An appellant claiming that he or she received ineffective assistance of counsel “must show that counsel’s representation fell below an objective standard of reasonableness” (Strickland v. Washington (1984) 466 U.S. 668, 688), and “that there is a reasonable probability that, but for counsel’s unprofessional errors, the result of the proceeding would have been different.” (Id. at p. 694.)
We need not address whether counsel’s performance was deficient, as we are satisfied that there is no reasonable probability that his alleged error affected the outcome. Appellant suggests that if his attorney had lodged the appropriate objection, he might have received a lesser sentence. We disagree.

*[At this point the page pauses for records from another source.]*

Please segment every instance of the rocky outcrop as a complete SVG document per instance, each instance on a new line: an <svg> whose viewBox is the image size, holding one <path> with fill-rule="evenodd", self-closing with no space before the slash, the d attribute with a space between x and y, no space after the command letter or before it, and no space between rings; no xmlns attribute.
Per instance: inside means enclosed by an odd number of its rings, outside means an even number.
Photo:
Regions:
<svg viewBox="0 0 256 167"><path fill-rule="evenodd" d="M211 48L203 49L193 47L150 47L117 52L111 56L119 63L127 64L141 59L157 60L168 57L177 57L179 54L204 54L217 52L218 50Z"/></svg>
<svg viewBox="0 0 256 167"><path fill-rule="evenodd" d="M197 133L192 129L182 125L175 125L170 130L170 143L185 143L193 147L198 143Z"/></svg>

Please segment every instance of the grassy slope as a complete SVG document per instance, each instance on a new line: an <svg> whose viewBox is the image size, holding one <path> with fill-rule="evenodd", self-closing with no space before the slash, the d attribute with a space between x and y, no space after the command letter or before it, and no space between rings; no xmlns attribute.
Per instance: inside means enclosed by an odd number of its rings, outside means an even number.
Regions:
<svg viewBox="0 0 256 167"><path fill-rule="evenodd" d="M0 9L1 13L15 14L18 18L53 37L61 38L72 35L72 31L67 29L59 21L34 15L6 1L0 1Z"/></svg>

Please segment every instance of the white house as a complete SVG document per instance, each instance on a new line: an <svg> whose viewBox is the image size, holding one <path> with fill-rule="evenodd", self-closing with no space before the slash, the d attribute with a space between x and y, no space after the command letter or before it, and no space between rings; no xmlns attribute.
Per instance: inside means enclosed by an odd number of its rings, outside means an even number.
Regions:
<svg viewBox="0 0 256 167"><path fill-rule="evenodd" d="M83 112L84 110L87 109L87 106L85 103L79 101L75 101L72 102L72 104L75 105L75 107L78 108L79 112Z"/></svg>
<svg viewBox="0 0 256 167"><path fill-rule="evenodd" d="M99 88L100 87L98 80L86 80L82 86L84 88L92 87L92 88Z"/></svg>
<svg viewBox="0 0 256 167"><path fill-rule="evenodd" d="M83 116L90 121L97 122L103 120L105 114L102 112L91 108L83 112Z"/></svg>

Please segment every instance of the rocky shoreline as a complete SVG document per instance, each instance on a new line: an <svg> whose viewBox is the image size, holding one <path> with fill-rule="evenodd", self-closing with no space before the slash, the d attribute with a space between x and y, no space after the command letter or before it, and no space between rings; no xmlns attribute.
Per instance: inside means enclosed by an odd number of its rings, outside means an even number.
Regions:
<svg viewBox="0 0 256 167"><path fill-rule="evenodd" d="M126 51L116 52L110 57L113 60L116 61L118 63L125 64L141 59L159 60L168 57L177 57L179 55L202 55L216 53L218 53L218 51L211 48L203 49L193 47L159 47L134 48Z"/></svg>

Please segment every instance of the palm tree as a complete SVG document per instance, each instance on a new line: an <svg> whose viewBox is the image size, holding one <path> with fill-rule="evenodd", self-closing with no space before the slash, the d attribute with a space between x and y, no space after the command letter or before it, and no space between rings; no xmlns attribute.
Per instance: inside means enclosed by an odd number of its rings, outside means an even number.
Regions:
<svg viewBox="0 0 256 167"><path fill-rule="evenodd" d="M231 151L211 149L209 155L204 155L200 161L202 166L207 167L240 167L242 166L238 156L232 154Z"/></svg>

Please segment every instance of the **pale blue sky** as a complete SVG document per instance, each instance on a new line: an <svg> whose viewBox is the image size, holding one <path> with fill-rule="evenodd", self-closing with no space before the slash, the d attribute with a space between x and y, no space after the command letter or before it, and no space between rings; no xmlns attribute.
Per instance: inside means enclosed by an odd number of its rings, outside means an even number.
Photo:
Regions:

Appellant does not dispute that the trial court was aware that in imposing a consecutive sentence it could have selected one of three terms pursuant to section 667.6, subdivision (c), the low term of three years, the midterm of six years, and the upper term of eight years. Nor does appellant take issue with the court’s selection of the upper term of eight years for count 3. As we have noted, the court chose the middle term of six years for count 4 and ordered that it be served consecutively to count 3. If the court had sentenced appellant pursuant to section 1170.1, the maximum sentence it could have imposed would have been 10 years (the upper term of eight years for count 3 and one-third of the middle term of six years (two years) for count 4). The court knew that it could have sentenced appellant to a term of 11 years (the upper term of eight years on count 3 and the low term of three years on count 4); however, for reasons stated on the record, it rejected that choice and sentenced him to the greater term of 14 years. Given that fact, even if counsel had informed the court that it could have sentenced appellant pursuant to section 1170.1, it is not reasonably probable that it would have chosen that scheme to sentence him to 10 years when it knowingly declined to sentence him to 11. Accordingly, appellant cannot demonstrate he was prejudiced by counsel’s performance.
DISPOSITION
The judgment is affirmed.
We concur: WILLHITE, Acting P. J., MANELLA, J.